At that moment, our brother Joseph walked in. He never got his chance to say a last goodbye, make amends, and tell her he loved her. Of course, Gloria knew that. Her last thoughts were of him.
When I wrote this, the tulips and irises I'd planted in the yard that last fall were beginning to blossom. I was going to surprise Gloria with them. Her favorite outfits and a few pieces of jewelry were given to family and friends, the rest donated to the poor. I would have kept everything exactly as it was. But life goes on. Her passing left a hole in my life into which I hoped would flow all the kindness she represented...
Sometimes, I wonder what might have happened if Alzheimer's had been the diagnosis instead of cancer...if those intense and devastating 10 weeks had stretched into 10 years. And I wonder about the road ahead.
Remember how I'd assured myself that the cancer that killed Gloria's sisters had somehow inoculated my mother against the disease. In fact, my Aunt Mary, another of her sisters, and two of her brothers, Sonny and Tony, would all die of cancer. They grew up in a house on the corner of Carroll and Nevins streets, since demolished, a few hundred feet from the Gowanus Canal. As a boy, I remember the poisonous green tides flooding the cellar, my uncles wading into the noisome water to clear the drains.
Ours is just one story of a hundred families in a forgotten neighborhood. My hope is that neighborhood and its people will live again on these pages.

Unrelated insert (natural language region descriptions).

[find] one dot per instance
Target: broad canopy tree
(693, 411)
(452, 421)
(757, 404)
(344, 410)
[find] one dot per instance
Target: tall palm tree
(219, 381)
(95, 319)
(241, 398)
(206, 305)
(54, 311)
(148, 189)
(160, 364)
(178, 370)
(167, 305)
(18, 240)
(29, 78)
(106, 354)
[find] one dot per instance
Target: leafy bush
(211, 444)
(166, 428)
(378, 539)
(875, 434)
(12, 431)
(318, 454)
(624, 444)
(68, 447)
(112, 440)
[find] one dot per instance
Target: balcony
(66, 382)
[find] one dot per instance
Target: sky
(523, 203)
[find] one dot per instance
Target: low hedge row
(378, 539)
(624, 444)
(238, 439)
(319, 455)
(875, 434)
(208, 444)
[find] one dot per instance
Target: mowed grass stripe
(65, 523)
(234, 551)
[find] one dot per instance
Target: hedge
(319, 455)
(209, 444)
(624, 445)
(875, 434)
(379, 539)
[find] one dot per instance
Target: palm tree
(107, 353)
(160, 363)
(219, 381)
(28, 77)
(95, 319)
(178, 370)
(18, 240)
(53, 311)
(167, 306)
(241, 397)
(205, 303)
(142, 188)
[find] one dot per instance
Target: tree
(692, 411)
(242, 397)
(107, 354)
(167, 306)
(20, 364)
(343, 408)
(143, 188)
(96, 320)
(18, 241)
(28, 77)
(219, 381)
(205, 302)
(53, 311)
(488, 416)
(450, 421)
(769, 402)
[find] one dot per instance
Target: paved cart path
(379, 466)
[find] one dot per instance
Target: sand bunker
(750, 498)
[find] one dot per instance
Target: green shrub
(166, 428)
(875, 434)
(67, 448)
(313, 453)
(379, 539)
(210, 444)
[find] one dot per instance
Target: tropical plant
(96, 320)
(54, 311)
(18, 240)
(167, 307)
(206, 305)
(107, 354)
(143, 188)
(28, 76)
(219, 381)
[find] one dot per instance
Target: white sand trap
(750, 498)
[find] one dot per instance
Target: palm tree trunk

I remember wise guys dumping medical and other wastes into the canal. It was cheaper for their corporate customers than loading the toxic material on a barge and ferrying it out to sea, the deals no doubt done in Monte's Venetian Room, a restaurant across from our house. Most neighborhood people couldn’t afford to eat there. As a boy, I played pirate on half-sunken barges, climbed a mountain of metal barrels filled with industrial chemicals. A king, I held "magic" turquoise crystals and golden powders in my hands when the containers spilled open. I remember raw sewage from our toilets passing straight into the water through a stone conduit alongside the Carroll Street Bridge.
Last year, the EPA declared the canal--now eagerly eyed by a new generation of developers and self-styled urban pioneers--a Superfund site.